Example: one run of the Closed Lost Deal Resurrector
Here's how it plays out on a real agent, the Closed Lost Deal Resurrector. Find closed-lost deals from the past 90–180 days, check for resurrection signals (website visits, email engagement, new contacts, company news), score them, create re-engagement tasks for the original deal owner, and Slack the team on high-potential ones.
Contract → workflow: Compiler produces: an agent step that pulls the deal list; a for_each over that list (per deal: fetch signals, research, score); a filtering step above the score threshold; an agent step that creates tasks and fires the Slack action; an output step. Scheduled weekly. Slack action has channel and webhook static; message body is AI.
Trigger: Schedule supervisor finds it due Monday at 6am, updates the next run time, sends the run request.
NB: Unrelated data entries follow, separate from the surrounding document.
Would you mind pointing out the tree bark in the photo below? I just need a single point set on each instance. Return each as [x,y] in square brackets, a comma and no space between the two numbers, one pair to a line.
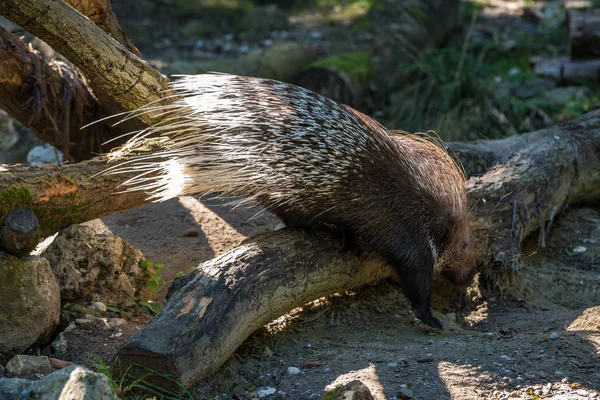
[64,195]
[126,78]
[567,71]
[584,34]
[513,181]
[229,297]
[52,99]
[526,181]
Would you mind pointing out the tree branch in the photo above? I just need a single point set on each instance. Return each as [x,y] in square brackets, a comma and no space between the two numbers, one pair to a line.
[130,81]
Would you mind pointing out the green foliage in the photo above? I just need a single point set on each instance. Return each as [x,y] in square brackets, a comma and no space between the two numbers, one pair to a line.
[154,277]
[332,394]
[140,385]
[126,308]
[187,271]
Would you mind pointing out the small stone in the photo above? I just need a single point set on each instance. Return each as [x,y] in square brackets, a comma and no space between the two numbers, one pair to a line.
[426,359]
[43,155]
[405,393]
[98,306]
[293,370]
[316,35]
[60,346]
[355,390]
[29,366]
[265,391]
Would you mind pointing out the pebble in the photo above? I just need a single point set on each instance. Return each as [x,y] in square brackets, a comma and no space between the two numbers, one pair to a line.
[405,393]
[266,391]
[293,370]
[99,306]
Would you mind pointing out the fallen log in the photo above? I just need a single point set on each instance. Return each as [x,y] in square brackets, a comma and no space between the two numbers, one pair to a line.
[65,194]
[518,185]
[512,182]
[53,98]
[129,80]
[229,297]
[566,71]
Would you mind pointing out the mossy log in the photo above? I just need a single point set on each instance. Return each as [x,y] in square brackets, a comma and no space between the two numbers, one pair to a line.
[343,78]
[518,185]
[584,33]
[283,61]
[54,99]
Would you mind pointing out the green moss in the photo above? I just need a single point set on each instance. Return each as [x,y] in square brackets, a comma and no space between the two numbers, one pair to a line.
[357,65]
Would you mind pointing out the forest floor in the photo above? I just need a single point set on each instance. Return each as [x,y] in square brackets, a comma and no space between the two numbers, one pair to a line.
[539,340]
Orchestrator and steps: Context gets seeded with run metadata (no user input on a scheduled run). Steps in order: (1) Agent fetches the deal list, writes it to context. (2) For_each iterates: per deal, inner agents fetch signals and score, results aggregated. (3) Filtering step cuts to deals above threshold. (4) Agent creates tasks and sends Slack (channel/webhook from action config, body from model). (5) Output emits the result. Checkpoint after every step.
Result: Re-engagement tasks in the queue, Slack messages in the right channel. Scheduled run means nobody polled for it, but the outcome is in run history all the same. Same flow as a manual run; you'd just be polling by identifier instead.
Bottom line
You write a contract. We compile it into a workflow and validate it. Something kicks off a run: a click, a schedule, a direct API call. The orchestrator loads the workflow and actions, seeds context, and runs each step in order, checkpointing after each one. Retries resume. Cancels stick. Actions resolve at runtime. When it's done, status and output are in persistent storage.
That's the whole system. Durable, resumable, auditable. The Resurrector is just one agent running the same flow.